Rebranding can mean a lot of things, but generally it refers to the process of reevaluating and refining the image, feel, and even offerings of your blog or business. Since our goals and audience can change over time, rebranding gives you the opportunity to best fit your market (and yourself!).
When I first started as a designer in 2008, I designed anything I could get my hands on — flyers, business cards, mixtape covers, posters, t-shirts and more. I didn’t really have a strong niche and was known for being a “one stop shop.” When I learned more about business and discovered the importance of finding a target audience, I knew I needed to radically alter how I did things. I completely changed the name, mission statement and brand elements (such as colors and fonts) of my business. Now, my business is more successful and I’m really happy with my new brand. Here are five things I learned during the process that will help you with the launch of your own brand — whether you’re starting from scratch or redoing something that no longer fits you.

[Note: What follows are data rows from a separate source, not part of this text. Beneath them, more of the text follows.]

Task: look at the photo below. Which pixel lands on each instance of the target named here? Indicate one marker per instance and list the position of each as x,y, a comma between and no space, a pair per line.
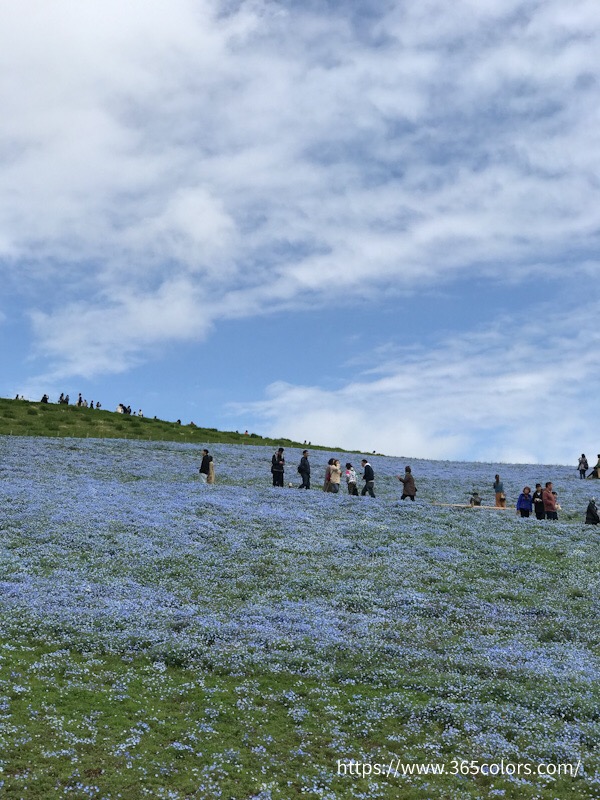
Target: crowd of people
543,502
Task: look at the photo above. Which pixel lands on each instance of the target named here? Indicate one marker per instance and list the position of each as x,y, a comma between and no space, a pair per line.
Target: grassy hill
24,418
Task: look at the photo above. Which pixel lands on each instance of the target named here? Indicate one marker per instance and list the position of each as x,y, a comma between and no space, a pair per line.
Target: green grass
24,418
97,725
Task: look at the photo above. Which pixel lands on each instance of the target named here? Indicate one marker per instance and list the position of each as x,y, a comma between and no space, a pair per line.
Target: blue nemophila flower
483,624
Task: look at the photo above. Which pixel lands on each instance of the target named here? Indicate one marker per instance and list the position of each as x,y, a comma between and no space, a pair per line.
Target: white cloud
509,393
272,156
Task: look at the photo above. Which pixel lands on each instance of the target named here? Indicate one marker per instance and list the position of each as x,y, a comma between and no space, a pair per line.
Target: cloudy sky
367,224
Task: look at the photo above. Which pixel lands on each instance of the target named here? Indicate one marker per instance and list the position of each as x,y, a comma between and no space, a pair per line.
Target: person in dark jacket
205,465
591,514
409,488
368,478
525,502
304,470
538,502
278,467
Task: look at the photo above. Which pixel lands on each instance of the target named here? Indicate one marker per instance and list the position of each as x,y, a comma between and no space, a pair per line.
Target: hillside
24,418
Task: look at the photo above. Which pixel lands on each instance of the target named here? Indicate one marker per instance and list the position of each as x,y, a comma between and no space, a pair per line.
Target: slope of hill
24,418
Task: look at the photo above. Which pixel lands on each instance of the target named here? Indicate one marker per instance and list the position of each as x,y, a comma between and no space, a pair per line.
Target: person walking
591,513
499,490
409,489
326,482
335,476
525,502
350,475
304,470
278,467
368,478
205,466
549,501
595,473
538,502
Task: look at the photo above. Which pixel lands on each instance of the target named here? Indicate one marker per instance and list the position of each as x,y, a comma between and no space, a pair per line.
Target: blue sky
372,225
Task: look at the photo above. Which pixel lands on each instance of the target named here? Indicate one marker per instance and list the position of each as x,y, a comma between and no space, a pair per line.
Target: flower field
162,638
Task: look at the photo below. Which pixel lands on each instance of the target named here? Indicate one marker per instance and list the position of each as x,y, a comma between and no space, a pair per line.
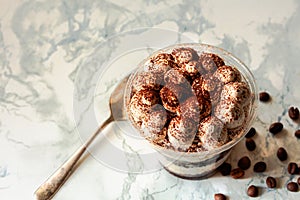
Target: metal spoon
117,113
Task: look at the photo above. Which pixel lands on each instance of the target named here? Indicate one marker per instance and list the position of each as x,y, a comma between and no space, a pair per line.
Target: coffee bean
293,113
276,127
293,168
297,134
252,191
260,167
244,163
220,196
237,173
250,133
250,144
225,169
282,154
292,186
271,182
264,96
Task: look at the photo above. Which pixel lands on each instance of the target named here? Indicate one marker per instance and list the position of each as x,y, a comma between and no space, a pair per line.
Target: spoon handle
48,189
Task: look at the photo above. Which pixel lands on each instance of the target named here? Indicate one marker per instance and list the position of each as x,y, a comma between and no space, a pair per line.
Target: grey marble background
44,44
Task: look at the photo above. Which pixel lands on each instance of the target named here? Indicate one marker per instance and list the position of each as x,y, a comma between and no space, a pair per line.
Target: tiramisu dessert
186,99
189,101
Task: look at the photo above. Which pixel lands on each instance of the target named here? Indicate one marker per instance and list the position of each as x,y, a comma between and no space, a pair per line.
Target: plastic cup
202,164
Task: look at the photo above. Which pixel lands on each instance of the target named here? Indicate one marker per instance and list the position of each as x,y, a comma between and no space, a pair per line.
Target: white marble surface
44,45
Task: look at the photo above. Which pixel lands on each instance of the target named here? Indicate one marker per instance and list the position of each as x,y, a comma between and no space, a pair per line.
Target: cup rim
246,73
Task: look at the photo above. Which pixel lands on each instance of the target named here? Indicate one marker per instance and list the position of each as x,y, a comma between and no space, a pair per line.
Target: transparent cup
204,163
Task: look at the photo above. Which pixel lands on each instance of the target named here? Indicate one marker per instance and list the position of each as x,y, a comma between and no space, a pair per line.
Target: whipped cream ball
210,62
230,113
140,104
153,125
147,81
227,74
181,133
212,133
237,92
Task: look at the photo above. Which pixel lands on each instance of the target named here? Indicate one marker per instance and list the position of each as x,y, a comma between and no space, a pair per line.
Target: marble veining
44,49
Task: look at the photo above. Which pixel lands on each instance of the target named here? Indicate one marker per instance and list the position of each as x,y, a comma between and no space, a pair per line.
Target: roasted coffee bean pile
244,163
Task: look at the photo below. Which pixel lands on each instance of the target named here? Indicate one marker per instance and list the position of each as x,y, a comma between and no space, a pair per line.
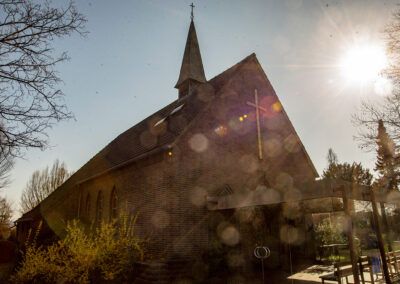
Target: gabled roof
192,65
159,131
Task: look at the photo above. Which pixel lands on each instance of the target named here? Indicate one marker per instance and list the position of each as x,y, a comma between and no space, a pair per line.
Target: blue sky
126,67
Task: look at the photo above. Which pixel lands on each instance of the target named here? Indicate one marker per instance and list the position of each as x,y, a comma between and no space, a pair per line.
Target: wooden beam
378,232
298,193
349,230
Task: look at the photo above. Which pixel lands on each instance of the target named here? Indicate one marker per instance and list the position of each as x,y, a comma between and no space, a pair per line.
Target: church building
186,171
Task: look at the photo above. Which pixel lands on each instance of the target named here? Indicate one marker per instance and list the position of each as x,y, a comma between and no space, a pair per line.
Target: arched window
113,205
99,208
87,206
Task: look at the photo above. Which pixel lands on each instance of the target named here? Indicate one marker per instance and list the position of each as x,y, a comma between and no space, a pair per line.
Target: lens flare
363,64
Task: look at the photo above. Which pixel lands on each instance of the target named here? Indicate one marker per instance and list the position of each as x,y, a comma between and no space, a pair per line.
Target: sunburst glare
363,64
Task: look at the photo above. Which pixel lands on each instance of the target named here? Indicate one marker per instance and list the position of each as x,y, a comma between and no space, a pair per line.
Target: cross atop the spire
191,15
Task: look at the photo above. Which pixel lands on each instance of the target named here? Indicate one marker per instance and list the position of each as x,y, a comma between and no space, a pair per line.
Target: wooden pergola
317,190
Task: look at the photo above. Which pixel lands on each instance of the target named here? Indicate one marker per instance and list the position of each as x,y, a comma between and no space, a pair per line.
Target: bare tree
30,99
42,183
367,119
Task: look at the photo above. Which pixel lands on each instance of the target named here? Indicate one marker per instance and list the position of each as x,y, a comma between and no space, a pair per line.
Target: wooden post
378,231
349,230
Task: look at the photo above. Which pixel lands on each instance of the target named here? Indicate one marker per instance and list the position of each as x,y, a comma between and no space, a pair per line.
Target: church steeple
192,71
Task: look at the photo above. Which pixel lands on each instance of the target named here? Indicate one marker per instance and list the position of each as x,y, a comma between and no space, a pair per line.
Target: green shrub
105,253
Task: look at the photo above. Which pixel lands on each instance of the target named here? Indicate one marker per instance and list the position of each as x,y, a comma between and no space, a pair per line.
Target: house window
113,205
87,206
99,208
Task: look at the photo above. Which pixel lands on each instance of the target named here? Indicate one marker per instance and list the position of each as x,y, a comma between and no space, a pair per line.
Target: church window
99,207
175,110
87,206
113,205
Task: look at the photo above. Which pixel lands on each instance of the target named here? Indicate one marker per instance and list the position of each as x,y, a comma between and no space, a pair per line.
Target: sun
363,64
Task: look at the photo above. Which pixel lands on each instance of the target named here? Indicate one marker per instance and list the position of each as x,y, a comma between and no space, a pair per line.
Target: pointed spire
192,70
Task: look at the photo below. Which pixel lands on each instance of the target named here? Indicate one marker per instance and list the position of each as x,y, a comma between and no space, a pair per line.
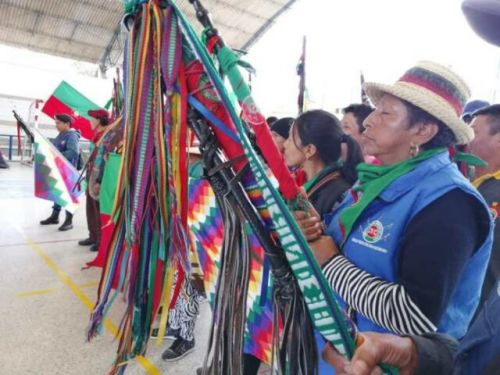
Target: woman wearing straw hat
406,252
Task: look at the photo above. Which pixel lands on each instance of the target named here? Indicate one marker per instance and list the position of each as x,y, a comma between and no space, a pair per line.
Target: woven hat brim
429,102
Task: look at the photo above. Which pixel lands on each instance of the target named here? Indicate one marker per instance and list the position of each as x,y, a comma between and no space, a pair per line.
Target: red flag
66,99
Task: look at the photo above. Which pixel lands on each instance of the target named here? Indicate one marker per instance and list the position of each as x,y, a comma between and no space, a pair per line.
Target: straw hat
433,88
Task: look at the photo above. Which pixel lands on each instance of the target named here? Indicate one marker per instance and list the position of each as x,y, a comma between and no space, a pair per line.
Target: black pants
93,218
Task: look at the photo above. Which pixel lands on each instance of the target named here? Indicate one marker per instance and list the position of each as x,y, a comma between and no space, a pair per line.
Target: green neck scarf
373,179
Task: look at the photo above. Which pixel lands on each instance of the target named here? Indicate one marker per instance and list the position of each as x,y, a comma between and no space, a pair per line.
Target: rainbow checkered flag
55,177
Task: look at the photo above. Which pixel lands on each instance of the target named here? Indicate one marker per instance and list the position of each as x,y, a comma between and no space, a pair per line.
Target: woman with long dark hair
314,145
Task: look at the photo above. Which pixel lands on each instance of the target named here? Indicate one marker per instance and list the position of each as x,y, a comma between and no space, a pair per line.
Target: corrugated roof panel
16,17
91,35
60,28
82,29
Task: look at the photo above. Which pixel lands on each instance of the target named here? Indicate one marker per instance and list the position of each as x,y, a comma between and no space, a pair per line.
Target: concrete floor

1. Study your new audience.
Instead of studying my new audience and what they wanted from me, I studied my competition. It’s great to know who your competition is, but sometimes we have a tendency to be overly “inspired” by our competitors. I spoke like them and built my website like them. If I had studied my new audience I would’ve been able to find the right words to attract them rather than to imitate someone else.
2. Position myself.
Saying that I’m the best isn’t enough to actually have clients think you’re the best. It’s important to define what makes you different and position yourself to be valuable to your audience. Good ways to do this are by blogging and case studies. It’s a way to show proof that you’re an expert in your field.
3. Brand everything.
After settling on a new name for my business, I designed a logo and website, but neglected to create business cards, consistent social media accounts, and an email signature. It’s pretty hard to build brand recognition when your brand isn’t consistent. Generously sprinkle your new logo and brand colors on anything that connects to your business or blog. That way, if someone stumbles on your Facebook page, they’ll be able to connect it back to you.
4. Build anticipation.
Although I completely changed my audience and scope of work, I think it would’ve been beneficial to share the journey with my existing audience. Giving subtle hints through social media that something new was coming would’ve been a great way for people to anticipate my rebrand and get excited about the upcoming release.
5. Perfect timing.
Let’s be honest, perfect doesn’t exist. I launched months longer than I should have because I was so focused on perfection. While I didn’t build anticipation strategically, the little bit of anticipation that I grew eventually died down because people were exhausted from waiting. Honestly, you should launch before you’re ready and tweak on the go.
Doing a rebrand for your business can make a huge impact if done correctly. What are some rebrand strategies you would suggest?